O is for Overtaking | Even though the Singapore Grand Prix is mostly run on a narrow street circuit, it's far from being a procession. Watch turns seven and 14 where cars will engage in slip-streaming battles on straights around tight corners.
Q is for Qualifying | Qualifying sessions determine the grid position of racers during the actual race. The winners of the Singapore Grand Prix from 2009 to 2011 have all started from pole position, so a good performance in the qualifiers does offer a bit of an advantage.
R is for Road shows | In a bid to bring the Grand Prix closer to fans, The Big Race is out for the search of Singapore’s fastest virtual driver. Held over four roadshows from 31 August to 14 Sept, finalists will get to team up with MediaCorp celebrities Joanne Peh, Qi Yiwu, Pei Fen and Romeo Tan for the finale.
S is for Scuderia Ferrari | From the days of Ascari and Fangio, to Surtees and Lauda, to Schumacher, through to Alonso, Ferrari has been a constant force in the Formula One World Championship since it began in 1950. Along the way, they've picked up 15 Drivers' Championships and 16 Constructors' Championships.
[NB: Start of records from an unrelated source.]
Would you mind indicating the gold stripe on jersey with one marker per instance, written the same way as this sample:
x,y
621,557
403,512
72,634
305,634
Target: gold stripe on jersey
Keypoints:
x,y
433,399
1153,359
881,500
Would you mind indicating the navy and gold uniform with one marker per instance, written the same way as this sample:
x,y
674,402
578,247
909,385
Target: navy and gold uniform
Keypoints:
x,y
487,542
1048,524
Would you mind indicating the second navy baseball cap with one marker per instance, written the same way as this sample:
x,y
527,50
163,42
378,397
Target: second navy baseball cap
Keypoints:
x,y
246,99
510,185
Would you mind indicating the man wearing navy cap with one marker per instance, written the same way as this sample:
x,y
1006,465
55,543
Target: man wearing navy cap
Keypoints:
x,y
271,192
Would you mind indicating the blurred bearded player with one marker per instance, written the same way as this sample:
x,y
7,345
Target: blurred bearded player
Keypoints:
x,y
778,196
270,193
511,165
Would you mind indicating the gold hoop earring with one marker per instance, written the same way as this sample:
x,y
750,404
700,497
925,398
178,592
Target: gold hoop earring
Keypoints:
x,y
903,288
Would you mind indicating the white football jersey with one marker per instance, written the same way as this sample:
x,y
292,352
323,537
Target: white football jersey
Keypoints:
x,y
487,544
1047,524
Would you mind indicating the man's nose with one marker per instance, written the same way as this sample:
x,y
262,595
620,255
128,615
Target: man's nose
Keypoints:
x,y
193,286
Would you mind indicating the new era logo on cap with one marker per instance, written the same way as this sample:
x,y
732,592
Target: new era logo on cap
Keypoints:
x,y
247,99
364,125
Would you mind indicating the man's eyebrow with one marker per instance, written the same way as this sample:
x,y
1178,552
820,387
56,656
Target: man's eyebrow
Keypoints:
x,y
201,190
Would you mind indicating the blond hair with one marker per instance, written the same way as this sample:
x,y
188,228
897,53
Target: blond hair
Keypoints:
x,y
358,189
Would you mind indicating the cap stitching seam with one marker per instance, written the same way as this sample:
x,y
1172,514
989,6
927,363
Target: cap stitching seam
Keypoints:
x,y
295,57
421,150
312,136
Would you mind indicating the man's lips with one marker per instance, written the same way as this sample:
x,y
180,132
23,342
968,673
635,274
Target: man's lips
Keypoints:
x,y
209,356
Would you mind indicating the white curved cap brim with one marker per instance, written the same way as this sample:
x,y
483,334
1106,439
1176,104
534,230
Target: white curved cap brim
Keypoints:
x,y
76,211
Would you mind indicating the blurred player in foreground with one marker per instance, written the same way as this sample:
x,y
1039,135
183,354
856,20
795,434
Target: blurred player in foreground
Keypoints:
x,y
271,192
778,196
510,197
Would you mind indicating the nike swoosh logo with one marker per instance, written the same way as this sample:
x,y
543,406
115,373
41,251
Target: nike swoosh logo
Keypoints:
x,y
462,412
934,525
T is for Trophy | This year, RISIS, a Singapore company (about time we say!) was commissioned to design the Grand Prix trophy. The elegant trophy, inspired by the Singapore skyline, captures the actual shape of the circuit when viewed from the top.
U is for Unmarried Maestro | He was a bachelor right until his death in 1995 at the age of 84, but Juan ‘Maestro’ Fangio was the driver many men envied. He had balls and he was wildly popular with women. Fangio won five Formula One World Drivers Championships and held that record for 46 years until Michael Schumacher surpassed it. He was considered the oldest winner by the time he won his last title at the age of 46 in 1957, and still holds this ‘record’. In his time racing Formula One, the Argentinian took part in 51 races and won 24 of them. He was on the podium 70 percent of the time and his feats were all the more legendary considering the dangerous tracks in those days - and all he had was a helmet and goggles for safety.
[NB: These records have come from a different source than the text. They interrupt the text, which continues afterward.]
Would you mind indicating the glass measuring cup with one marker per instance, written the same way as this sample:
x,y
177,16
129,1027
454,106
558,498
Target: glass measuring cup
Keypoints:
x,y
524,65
V is for Vettel | The winner of the past three F1 titles apparently loves racing in Singapore. He said on record last year: “Singapore is one of the highlights on the calendar, because the atmosphere of a night race is amazing. I also like it because the track is really great to race on - which is partly to do with the fact that we race anti-clockwise there. It is a fascinating city to visit and everything seems to be extremely clean and tidy.&rdquo
W is for Walkabout | The most affordable tickets to the race won't guarantee you a seat or even half-decent views, but you will get to enjoy all the festivities. This year, Bleachers will be positioned strategically throughout Zone 4 to provide Walkabout ticket holders with views of the cars racing past Singapore’s most iconic landmarks.
X is for Xbox 360 |The race weekend in Singapore comes and goes in the blink of an eye, but you can keep the action going all year long with the F1 2013 due to be released in October 2013 (also available on PS3 and PC, of course).
Y is for Yellow Flag | This is something most racing fans don't want to see - apart from those who watch just for crashes - as the yellow flag indicates danger ahead. When this flag is waved, no overtaking is allowed and the safety car may be deployed depending on the situation.
Z is for zones | Zones play a big role in your Singapore Grand Prix experience, so choose wisely – Zone 1, where the priciest tickets will get you, is along the pit building and start-finish straight; Zone 2 is the Helix Bridge which links the circuit to Marina Bay Sands; Zone 3 encompasses the Bay Grandstand; and Zone 4 is made up of the Padang and Esplanade areas.